Using the Same Dataset on 3 Different Classifiers is Outputting The Same Confusion Matrices/Accuracy Scores


I'm facing an issue where 3 different classifiers, all trained on the same dataset (the sklearn iris dataset), are outputting the exact same accuracy scores and confusion matrices. I've emailed my professor and asked if this was something normal and if she had any advice if it wasn't and all she gave me was basically "it's not normal, go back and look at your code".
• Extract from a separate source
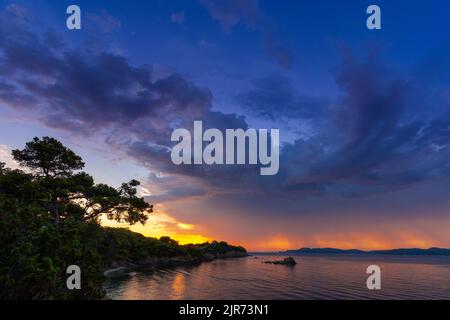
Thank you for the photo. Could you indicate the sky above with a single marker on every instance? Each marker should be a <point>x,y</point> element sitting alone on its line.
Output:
<point>364,115</point>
I've done a fair bit of looking at my code since then, and I can't seem to see what's going on. I'm hoping someone on here will be able to shed some light on it for me and I'll be able to learn something from this experience.

Here is my code:

# Dataset
from sklearn import datasets

# Data Preprocessing
from sklearn.model_selection import train_test_split
from sklearn.preprocessing import StandardScaler

# Classifiers
from sklearn.svm import SVC
from sklearn.tree import DecisionTreeClassifier
from sklearn.linear_model import LogisticRegression

# Performance Metrics
from sklearn.metrics import confusion_matrix, accuracy_score

if __name__ == '__main__':
    # Read dataset into memory.
    iris = datasets.load_iris()

    # Extract independent and dependent variables into variables.
    X = iris.data
    y = iris.target

    # Split training and test sets (70/30).
    X_train, X_test, y_train, y_test = train_test_split(X, y, test_size=0.30, random_state=0)
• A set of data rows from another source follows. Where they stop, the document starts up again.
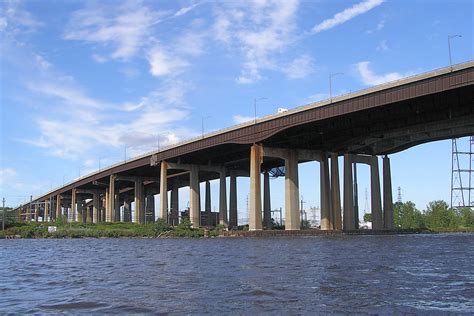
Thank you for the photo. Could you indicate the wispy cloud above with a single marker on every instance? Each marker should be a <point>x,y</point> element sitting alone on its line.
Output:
<point>124,26</point>
<point>163,63</point>
<point>300,67</point>
<point>260,30</point>
<point>369,78</point>
<point>15,20</point>
<point>382,46</point>
<point>185,10</point>
<point>238,119</point>
<point>347,14</point>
    # Fit the scaler to the training set, and transform both the training and test sets dependent
    # columns, which are all of them since none of the dependent variables contain categorical data.
    ss = StandardScaler()
    X_train = ss.fit_transform(X_train)
    X_test = ss.transform(X_test)

    # Create the classifiers.
    dt_classifier = DecisionTreeClassifier(random_state=0)
    svm_classifier = SVC(kernel='rbf', random_state=0)
    lr_classifier = LogisticRegression(random_state=0)

    # Fit the classifiers to the training data.
    dt_classifier.fit(X_train, y_train)
    svm_classifier.fit(X_train, y_train)
    lr_classifier.fit(X_train, y_train)

    # Predict using the now trained classifiers.
    dt_y_pred = dt_classifier.predict(X_test)
    svm_y_pred = svm_classifier.predict(X_test)
    lr_y_pred = lr_classifier.predict(X_test)

    # Create confusion matrices using the predicted results and the actual results from the test set.
    dt_cm = confusion_matrix(y_test, dt_y_pred)
    svm_cm = confusion_matrix(y_test, svm_y_pred)
    lr_cm = confusion_matrix(y_test, lr_y_pred)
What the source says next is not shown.